Brewood, who is also chair of London Fields Safer Neighbourhood Panel, added that around 100 people, including local key workers and business owners, had been in touch with her expressing concerns and calling on the Town Hall for further signage to remind people not to be in the market unless on an essential journey.

The former trader held up the fish and butchers’ shops and CostCutters on the street as “excellent examples” of best practice, for checking their queues and making sure there was space for people to walk by safely, while criticising central government for not closing loopholes in its initial guidance and giving clearer powers to local authorities and the police.

She also argues that businesses selling takeaway alcohol do not need to do so to survive, pointing to the council and central government grant system and saying that anyone whose business relies on alcohol for the most part will not have goods which can be wasted, as in the case of fresh food.

Brewood added: “I appreciate the fear and anxiety of businesses. I’ve got a son who’ll probably not be getting back to work, I’m dealing with all my neighbours who can’t work.

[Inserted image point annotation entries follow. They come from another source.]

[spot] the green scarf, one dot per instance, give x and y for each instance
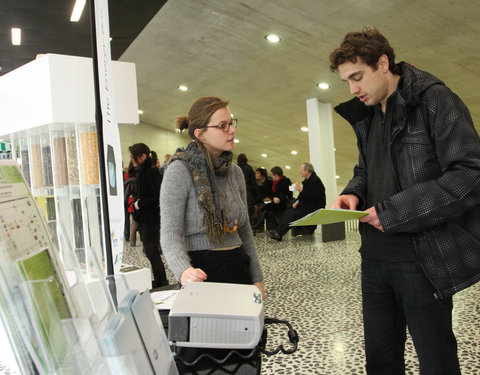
(203, 177)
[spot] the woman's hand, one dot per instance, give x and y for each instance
(261, 286)
(192, 274)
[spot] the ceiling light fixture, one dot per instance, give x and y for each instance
(77, 10)
(272, 38)
(323, 86)
(16, 36)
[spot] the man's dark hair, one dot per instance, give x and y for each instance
(277, 170)
(138, 149)
(308, 167)
(262, 171)
(242, 158)
(367, 45)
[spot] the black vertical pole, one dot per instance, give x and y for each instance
(101, 155)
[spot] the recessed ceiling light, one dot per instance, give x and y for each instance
(272, 38)
(16, 36)
(323, 85)
(77, 10)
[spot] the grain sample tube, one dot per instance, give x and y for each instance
(89, 154)
(60, 161)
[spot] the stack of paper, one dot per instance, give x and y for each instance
(328, 216)
(137, 330)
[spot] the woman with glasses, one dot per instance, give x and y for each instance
(205, 230)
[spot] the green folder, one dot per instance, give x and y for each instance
(328, 216)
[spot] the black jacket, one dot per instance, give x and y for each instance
(249, 175)
(312, 196)
(283, 193)
(147, 192)
(263, 191)
(436, 160)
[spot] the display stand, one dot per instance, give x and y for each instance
(53, 288)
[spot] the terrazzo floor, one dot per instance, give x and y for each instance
(316, 287)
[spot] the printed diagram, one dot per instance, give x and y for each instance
(21, 224)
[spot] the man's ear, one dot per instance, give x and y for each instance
(383, 64)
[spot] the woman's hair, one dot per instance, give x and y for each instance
(154, 158)
(242, 158)
(277, 170)
(131, 170)
(368, 45)
(262, 171)
(199, 114)
(138, 149)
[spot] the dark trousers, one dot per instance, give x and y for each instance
(126, 228)
(150, 236)
(223, 266)
(290, 215)
(397, 295)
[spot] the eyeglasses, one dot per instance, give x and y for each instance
(225, 126)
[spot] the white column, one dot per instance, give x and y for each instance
(320, 139)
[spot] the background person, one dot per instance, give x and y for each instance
(263, 188)
(250, 183)
(129, 188)
(279, 199)
(418, 176)
(311, 198)
(146, 210)
(205, 232)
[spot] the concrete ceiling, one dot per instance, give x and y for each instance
(217, 47)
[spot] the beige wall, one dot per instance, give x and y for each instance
(159, 140)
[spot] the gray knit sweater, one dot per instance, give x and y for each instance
(182, 226)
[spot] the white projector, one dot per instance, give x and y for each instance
(216, 315)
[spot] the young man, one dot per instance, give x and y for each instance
(418, 176)
(311, 198)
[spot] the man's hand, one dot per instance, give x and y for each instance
(347, 202)
(372, 218)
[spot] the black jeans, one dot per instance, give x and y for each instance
(150, 236)
(223, 266)
(396, 295)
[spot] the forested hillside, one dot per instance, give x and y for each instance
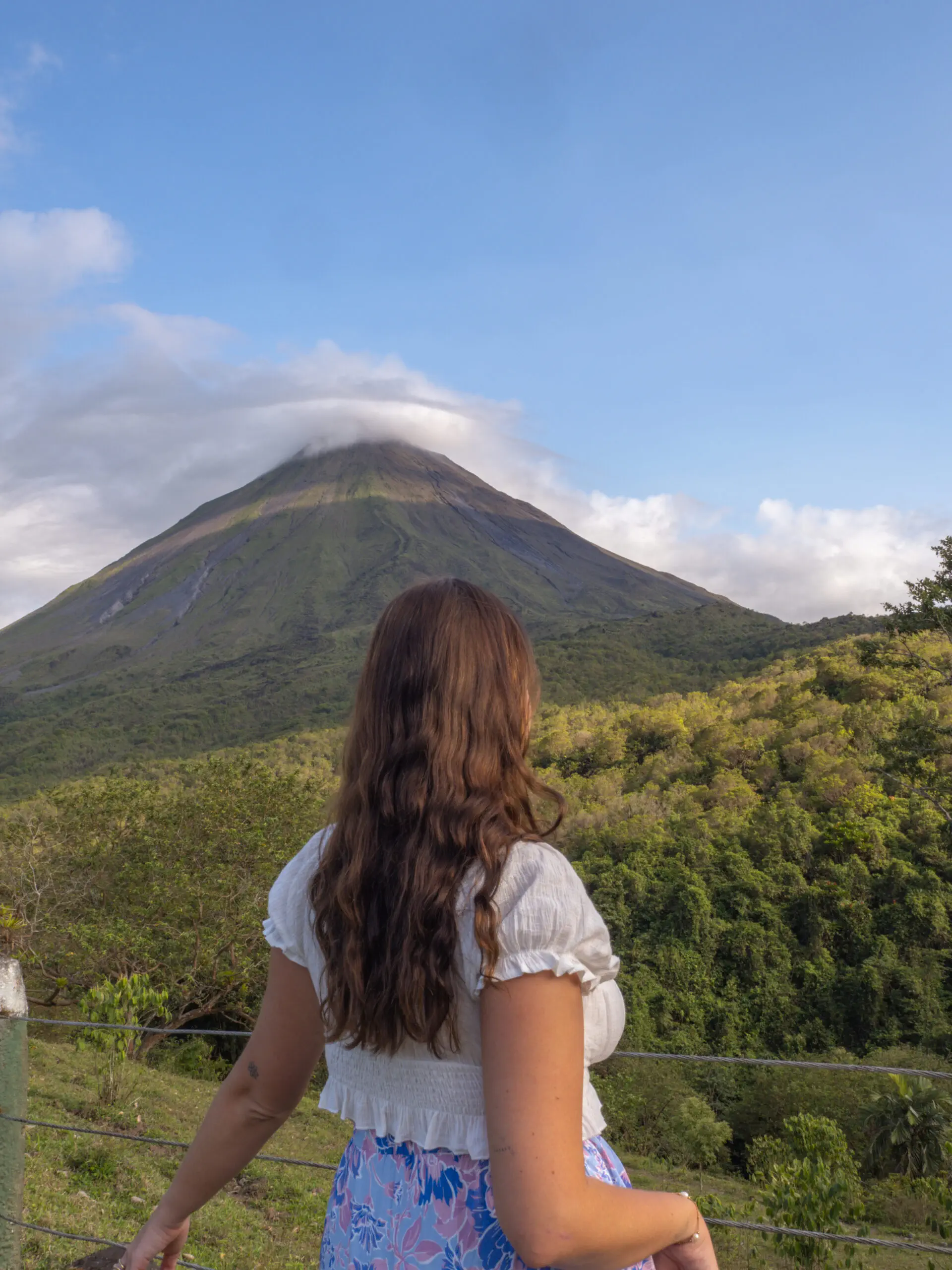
(249, 619)
(770, 887)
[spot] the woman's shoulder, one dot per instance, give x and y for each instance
(287, 926)
(538, 869)
(305, 861)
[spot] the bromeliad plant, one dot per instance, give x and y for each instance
(130, 1000)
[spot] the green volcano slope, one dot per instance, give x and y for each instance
(248, 619)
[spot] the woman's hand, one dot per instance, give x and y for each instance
(694, 1255)
(158, 1236)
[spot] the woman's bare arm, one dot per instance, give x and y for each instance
(549, 1208)
(255, 1099)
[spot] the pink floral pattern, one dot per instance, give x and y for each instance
(398, 1207)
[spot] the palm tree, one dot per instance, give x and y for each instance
(908, 1128)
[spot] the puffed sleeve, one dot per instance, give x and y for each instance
(289, 922)
(547, 921)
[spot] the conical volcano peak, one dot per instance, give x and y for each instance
(249, 616)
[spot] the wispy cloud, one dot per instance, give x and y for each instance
(13, 91)
(101, 451)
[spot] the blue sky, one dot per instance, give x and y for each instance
(705, 246)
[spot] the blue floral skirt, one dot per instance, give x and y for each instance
(398, 1206)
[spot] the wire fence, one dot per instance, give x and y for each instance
(763, 1228)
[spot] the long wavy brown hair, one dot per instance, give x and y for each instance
(434, 781)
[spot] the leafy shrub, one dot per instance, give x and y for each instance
(191, 1057)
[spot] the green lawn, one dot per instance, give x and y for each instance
(271, 1217)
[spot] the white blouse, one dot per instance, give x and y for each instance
(547, 922)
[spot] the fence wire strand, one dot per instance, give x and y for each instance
(817, 1065)
(141, 1140)
(786, 1062)
(866, 1240)
(85, 1239)
(790, 1232)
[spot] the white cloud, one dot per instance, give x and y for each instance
(13, 87)
(44, 254)
(101, 451)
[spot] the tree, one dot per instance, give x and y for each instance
(917, 758)
(130, 1000)
(928, 609)
(908, 1128)
(809, 1180)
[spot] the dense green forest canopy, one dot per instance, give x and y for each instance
(122, 715)
(774, 877)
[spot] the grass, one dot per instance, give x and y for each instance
(271, 1217)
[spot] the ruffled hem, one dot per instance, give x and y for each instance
(463, 1135)
(431, 1130)
(536, 960)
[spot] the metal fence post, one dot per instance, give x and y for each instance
(13, 1101)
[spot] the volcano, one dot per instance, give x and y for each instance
(248, 619)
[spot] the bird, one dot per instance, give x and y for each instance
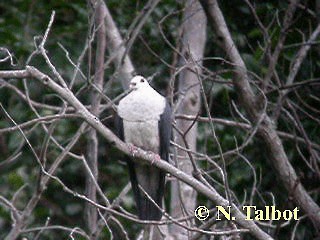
(144, 121)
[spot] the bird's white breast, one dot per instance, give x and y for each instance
(140, 111)
(142, 105)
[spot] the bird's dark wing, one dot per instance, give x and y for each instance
(151, 179)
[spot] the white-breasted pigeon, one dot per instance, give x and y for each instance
(144, 120)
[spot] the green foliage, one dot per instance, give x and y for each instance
(23, 22)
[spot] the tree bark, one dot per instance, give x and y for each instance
(91, 215)
(116, 48)
(183, 200)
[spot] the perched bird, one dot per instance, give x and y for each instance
(144, 121)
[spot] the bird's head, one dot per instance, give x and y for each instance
(138, 82)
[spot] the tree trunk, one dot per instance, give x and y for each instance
(183, 197)
(91, 215)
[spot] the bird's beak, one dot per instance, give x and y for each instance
(132, 85)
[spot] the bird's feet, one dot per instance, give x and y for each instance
(155, 157)
(133, 149)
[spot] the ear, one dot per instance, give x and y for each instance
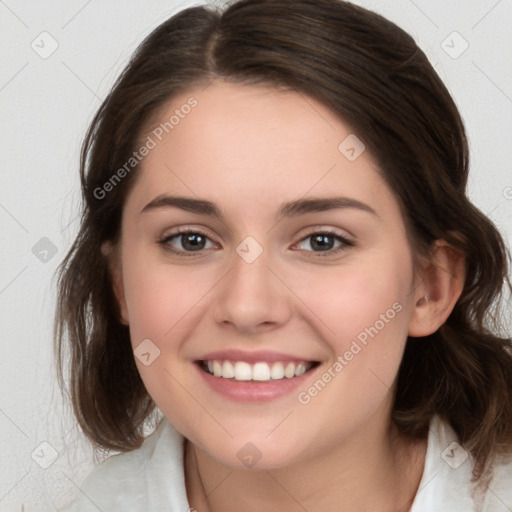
(111, 253)
(441, 283)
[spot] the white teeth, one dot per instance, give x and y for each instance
(217, 369)
(277, 371)
(243, 371)
(289, 371)
(300, 369)
(228, 371)
(261, 371)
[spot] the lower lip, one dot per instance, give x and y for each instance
(251, 391)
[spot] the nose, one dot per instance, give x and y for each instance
(252, 298)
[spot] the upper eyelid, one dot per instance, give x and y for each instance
(313, 230)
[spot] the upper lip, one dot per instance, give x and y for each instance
(251, 357)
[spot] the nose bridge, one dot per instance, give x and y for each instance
(251, 294)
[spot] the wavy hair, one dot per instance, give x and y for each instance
(371, 74)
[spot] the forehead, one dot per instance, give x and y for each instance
(252, 148)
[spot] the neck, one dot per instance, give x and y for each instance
(374, 470)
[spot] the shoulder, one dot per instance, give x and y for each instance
(139, 480)
(499, 493)
(446, 482)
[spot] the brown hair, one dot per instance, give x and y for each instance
(373, 75)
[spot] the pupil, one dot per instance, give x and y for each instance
(320, 242)
(193, 242)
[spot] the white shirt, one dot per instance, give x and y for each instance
(151, 478)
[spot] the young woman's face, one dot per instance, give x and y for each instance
(262, 277)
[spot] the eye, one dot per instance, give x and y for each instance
(190, 241)
(324, 241)
(194, 241)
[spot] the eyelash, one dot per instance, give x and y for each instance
(165, 242)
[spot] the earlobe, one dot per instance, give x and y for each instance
(441, 285)
(111, 254)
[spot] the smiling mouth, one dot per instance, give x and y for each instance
(257, 372)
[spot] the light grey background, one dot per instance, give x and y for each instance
(47, 101)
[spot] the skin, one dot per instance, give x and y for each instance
(249, 149)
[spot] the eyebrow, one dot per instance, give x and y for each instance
(287, 210)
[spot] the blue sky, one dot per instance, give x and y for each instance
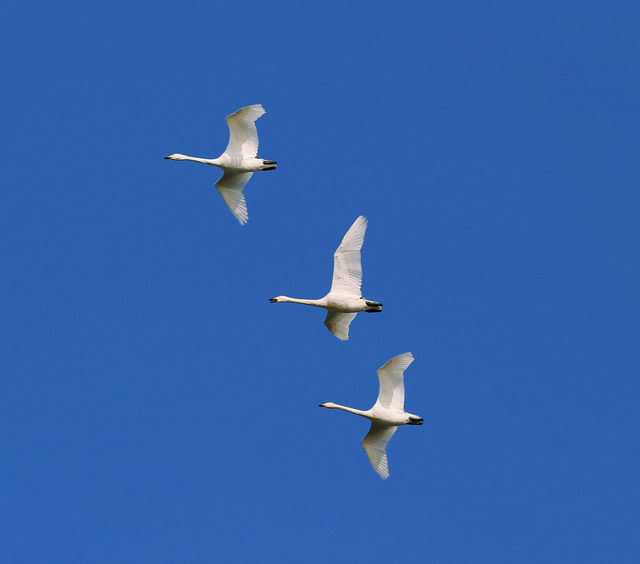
(156, 407)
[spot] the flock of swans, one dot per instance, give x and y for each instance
(343, 302)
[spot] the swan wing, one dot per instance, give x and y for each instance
(391, 376)
(375, 444)
(230, 187)
(243, 135)
(338, 323)
(347, 267)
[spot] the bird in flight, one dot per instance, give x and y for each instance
(386, 414)
(345, 299)
(239, 160)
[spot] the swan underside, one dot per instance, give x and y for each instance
(373, 307)
(269, 165)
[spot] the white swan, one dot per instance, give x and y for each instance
(239, 160)
(344, 300)
(386, 414)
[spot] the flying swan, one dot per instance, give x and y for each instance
(344, 300)
(386, 414)
(239, 160)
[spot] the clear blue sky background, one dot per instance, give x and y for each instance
(156, 408)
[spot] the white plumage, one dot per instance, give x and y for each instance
(386, 414)
(345, 299)
(239, 160)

“My goal here is for local people can safely get to the shops. It needs to be looked at seriously as a multi-agency approach, just like they did with parks, and looked at by the licensing authority, as many are doing things they shouldn’t do.”

The closure of the street market was announced at the end of last month, with the last one held on the 21 March.

The government relaxed planning rules on 17 March to allow pubs and restaurants to operate as hot food takeaways, with serving of booze continuing to be subject to usual licensing rules.

Prime Minister Boris Johnson used his first press conference on returning to office after three weeks’ of illness to stress the importance of continuing to observe distancing rules during the lockdown, warning of the danger of a second spike in cases.

Hackney Mayor Philip Glanville said: “We know that there are concerns about social distancing in some parts of the borough and we’re doing all we can to ensure people adhere to the guidance.

“People must continue to respect the guidance by only going out once a day for exercise and shopping for basic necessities like food and medicine as infrequently as possible, keeping at least 2m away from others. This, as we all know, is critical to slowing the spread of coronavirus.

“At Broadway Market, we’ve closed the street market, but the government is allowing some businesses to operate as takeaways. Across the borough, we’re continuing to work closely with the police to monitor areas where social distancing is an issue and deploy officers where they are needed.

“We’re also doing all we can to keep our parks open because we know how important they are for our residents, particularly those without gardens, and have installed hundreds of banners and stencils to remind people of the government’s guidance.”